GK: “Abbas at the moment cannot do a lot because he does not have the political hand and he finds himself between two political forces. If Hamas is weakened enough, it will be good for him because he will be the only one to stay on the political scene. If, on the contrary Hamas gains a political victory, Abbas will have to wait for Hamas to be ruined financially or beaten militarily.”
euronews: “In Israel, there have been some demonstrations by pacifists but at the same time extremism and the extreme right is getting stronger. Slogans have shifted from “death to terrorists” to “death to Arabs”. Can Netanyahu dare to choose the strong way?”
GK: “From the beginning, Netanyahu strongly opposed a unity government, against the recommendations of some of his advisers, and then he became more and more nervous and bellicose, thinking he could strike Hamas with force.
‘The consequence is that it reinforced those who wanted to apply the “Eye for eye, tooth for tooth” rule.
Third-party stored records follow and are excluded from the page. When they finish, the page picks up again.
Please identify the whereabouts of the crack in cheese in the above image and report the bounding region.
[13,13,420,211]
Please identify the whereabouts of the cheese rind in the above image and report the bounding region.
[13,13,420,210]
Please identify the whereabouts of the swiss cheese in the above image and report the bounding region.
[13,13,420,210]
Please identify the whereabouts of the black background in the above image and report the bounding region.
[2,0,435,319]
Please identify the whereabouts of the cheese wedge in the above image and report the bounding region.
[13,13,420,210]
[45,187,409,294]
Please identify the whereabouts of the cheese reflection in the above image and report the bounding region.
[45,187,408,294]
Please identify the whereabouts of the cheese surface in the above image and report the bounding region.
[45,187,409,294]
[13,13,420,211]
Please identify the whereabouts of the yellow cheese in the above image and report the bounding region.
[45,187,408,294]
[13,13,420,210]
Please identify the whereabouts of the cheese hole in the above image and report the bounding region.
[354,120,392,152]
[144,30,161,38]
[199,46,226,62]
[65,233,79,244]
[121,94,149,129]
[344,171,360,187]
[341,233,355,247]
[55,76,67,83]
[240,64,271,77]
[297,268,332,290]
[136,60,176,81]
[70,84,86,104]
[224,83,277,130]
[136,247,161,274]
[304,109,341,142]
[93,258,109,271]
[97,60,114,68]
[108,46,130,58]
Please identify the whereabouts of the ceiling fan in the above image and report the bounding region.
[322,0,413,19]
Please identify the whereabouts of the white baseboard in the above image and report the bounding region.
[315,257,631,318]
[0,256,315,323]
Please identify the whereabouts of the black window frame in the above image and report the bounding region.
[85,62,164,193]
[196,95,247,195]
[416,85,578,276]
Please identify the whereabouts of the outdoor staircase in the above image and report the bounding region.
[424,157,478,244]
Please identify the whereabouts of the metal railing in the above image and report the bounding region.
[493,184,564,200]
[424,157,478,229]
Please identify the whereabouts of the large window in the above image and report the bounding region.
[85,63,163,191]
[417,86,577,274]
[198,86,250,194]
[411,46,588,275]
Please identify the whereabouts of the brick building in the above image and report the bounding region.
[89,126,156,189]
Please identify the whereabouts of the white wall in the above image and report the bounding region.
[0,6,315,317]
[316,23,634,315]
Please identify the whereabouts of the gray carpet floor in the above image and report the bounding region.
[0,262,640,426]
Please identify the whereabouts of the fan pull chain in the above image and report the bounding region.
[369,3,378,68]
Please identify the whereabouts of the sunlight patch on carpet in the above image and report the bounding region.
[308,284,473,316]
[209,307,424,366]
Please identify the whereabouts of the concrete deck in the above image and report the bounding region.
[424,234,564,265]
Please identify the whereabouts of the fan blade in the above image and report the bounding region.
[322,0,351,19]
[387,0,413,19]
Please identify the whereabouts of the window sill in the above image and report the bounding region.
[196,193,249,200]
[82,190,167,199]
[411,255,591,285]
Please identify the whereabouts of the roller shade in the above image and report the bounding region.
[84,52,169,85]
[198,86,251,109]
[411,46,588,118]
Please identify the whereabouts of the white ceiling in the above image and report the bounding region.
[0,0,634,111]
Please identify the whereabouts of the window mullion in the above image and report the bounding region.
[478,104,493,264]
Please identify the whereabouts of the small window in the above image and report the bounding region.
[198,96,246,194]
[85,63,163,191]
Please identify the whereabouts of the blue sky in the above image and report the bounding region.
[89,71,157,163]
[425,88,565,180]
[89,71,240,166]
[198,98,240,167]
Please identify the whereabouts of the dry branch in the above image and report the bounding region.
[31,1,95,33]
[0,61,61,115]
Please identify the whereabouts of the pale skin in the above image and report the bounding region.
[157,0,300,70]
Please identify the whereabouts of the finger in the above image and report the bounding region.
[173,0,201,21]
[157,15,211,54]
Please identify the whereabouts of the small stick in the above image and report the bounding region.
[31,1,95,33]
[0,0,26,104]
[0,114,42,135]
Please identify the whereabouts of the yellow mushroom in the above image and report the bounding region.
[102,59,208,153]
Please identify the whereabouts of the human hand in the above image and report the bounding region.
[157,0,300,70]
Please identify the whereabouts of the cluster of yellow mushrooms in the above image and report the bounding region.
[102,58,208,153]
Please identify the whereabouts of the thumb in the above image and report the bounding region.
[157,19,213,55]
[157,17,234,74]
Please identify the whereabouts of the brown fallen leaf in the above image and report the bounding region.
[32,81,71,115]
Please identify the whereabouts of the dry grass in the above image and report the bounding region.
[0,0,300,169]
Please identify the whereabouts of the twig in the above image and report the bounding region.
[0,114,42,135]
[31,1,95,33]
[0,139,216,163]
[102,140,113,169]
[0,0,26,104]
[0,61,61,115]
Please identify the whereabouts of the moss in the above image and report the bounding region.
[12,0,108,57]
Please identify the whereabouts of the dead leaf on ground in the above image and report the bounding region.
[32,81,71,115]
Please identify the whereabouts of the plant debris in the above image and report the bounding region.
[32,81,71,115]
It went out of control when this young Palestinian was assassinated, because until then, law was on the Israeli side to a certain extent and Israel’s critics were very weak. But then, the grief was balanced out, that’s why Netanyahu is in a more difficult position in terms of international image.”
euronews: “What are the risks with the Jihadists in Iraq and Syria, are they waiting, will they try to go to the end with Hamas and take control of Gaza?”
GK: “There are already some Jihadists in Gaza and Hamas does not occupy the whole Islamist scene there. Hamas is in what I would dare call a “centrist” position, that’s it, because Hamas is composed of the Muslim Brotherhood but also of armed wings who obey its political commandment, to a certain extent.
‘If Hamas is politically crushed, it means that certain autonomous armed groups – who don’t think in political terms anymore – will take the advantage in Gaza.”